The Weekly Market Update

News & Insights

w/c 29th September: Reassessments

 

GBP

 

 

The British Pound is under pressure amid rising UK fiscal risks and political uncertainty. In fact, market concerns are growing over Chancellor Rachel Reeves’ resistance to calls for increased public spending. Moreover, investors fear potential breaches of fiscal rules, pushing GBP/EUR lower. Ultimately, with weakening momentum, soft economic sentiment, and diverging central bank policies, analysts expect the Pound to remain vulnerable ahead of November’s budget.

 

 

EUR

 

 

The Euro holds steady ahead of key national inflation data from Germany, France, and Italy, which will shape expectations for the Eurozone-wide release.
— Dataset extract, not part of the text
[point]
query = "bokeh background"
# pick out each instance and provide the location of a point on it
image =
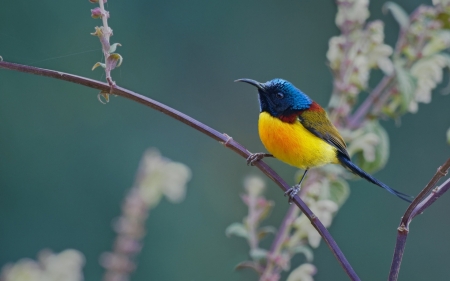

Forecasts suggest headline inflation will rise to 2.3% and core to 2.4%, reinforcing the European Central Bank’s cautious stance on interest rates. If data exceeds expectations, the Euro could strengthen further, supporting its position against other currencies.

 

 

USD

 

 

The U.S. Dollar climbed to multi-week highs following Friday’s stronger than expected economic data, including a revised 3.8% GDP growth rate and falling jobless claims. These figures have led markets to scale back expectations for aggressive Federal Reserve rate cuts. While the rally may be stretched, attention now turns to the upcoming PCE inflation data, which could influence the Fed’s next steps and determine whether Dollar strength continues.